Right of return for Jews and Palestinians to respective states – with residence subject to agreement of both states. Nearly half of all Israelis – 41 percent of Jews and 80 percent of Arabs – say this is acceptable. This is a striking finding when normally just putting terms “right of return” and “Palestinians” in the same sentence results in roughly 80 percent opposition against that item, by Jews.

Jerusalem – unified and undivided capital of both nations. Nearly half of the Israeli public (45 percent) accepts this and the finding is only slightly lower among Jews (40 percent).

Shared authorities, Israeli security control with Palestinian cooperation like today. This was the easiest for Israelis support – there are no emotions surrounding shared authorities and Israelis understand that the current security arrangements are great for them. Nearly 60 percent say this is acceptable, with only minor variation between Arabs and Jews.

Finally we asked, having heard all these items, do you generally support or oppose the package? Here the respondents were asked not just to accept the package but actively support or oppose it – and the majority (56 percent) support it.

The initiative does not exactly cut across the left-right divide in the Israeli public. The self-identified center and Left were more likely than the Right to support each initiative and the package. But significant portions of the Right were open to even the elements that are normally the most controversial.

Thus, one-third of self-defined right-wingers support the solution regarding right of return (half and three-quarters of the center and Left support it, respectively).

The Jerusalem concept was more polarizing, with just 18 percent of right-wingers expressing support for it – but higher portions among the center and Left (58 percent and 80 percent, respectively) who do.

But nearly one-third (roughly 30 percent) of right-wingers support the overall concept. Among the center the portion is quite remarkable: 69 percent, and on the left, nearly 90 percent – practically a consensus – support the full package.

Respondents made two firm statements through this data: first, when 90 percent of Israelis rejected the “status quo” option out of four possible directions for the conflict (see the full survey report), they meant it: most are willing to open their minds and take risks for the sake of change.

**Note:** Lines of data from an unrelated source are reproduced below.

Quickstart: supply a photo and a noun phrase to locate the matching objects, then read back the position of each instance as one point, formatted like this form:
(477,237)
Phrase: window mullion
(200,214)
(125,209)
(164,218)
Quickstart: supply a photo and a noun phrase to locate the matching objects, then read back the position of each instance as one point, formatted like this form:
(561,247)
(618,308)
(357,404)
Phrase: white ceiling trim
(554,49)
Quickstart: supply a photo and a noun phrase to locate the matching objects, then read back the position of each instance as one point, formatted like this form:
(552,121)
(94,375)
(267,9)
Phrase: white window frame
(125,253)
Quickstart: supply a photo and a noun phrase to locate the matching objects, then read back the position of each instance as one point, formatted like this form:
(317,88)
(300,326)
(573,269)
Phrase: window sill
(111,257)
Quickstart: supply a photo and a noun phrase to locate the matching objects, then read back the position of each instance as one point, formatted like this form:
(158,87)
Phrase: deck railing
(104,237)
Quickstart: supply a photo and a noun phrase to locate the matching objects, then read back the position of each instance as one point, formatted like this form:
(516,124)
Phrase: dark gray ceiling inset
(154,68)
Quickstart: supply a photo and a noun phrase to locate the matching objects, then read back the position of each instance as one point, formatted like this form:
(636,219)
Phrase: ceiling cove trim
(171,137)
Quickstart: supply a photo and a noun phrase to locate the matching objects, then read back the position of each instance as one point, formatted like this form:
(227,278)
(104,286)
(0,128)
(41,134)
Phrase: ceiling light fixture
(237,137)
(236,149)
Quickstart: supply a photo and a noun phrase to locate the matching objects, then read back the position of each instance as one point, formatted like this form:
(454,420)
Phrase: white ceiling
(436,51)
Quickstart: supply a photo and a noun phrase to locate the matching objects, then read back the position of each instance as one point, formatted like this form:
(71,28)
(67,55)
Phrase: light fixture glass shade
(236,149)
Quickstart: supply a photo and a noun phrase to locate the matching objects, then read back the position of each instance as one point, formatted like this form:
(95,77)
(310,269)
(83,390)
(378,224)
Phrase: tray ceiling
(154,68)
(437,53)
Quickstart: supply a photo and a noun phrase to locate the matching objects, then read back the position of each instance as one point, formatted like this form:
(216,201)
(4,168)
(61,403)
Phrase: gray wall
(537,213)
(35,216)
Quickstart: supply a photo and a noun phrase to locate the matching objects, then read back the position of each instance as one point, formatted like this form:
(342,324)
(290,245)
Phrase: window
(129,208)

Second, Israelis are not interested in whether a resolution is labeled two states, separation, one state or shared sovereignty. They are willing to open their minds beyond the classic approaches — that are so entrenched in Washington and increasingly dismissed in Europe – to find ways out of the mutually destructive reality.

The survey was designed and analyzed by Dahlia Scheindlin, and data collection was conducted by New Wave Research. The research included a representative sample of 600 adults, Jews and Arabs, who were interviewed in Hebrew and in Arabic. The interviews were conducted through both Internet and phone, from December 11-17. The margin of error is +/-4%, higher for each sub-sample. See the raw data in Hebrew here.

Correction appended: Regarding the question about right of return, a previous version cited “80% opposition against Jews,” rather than opposition against  resolution of the right of return question, by Jews.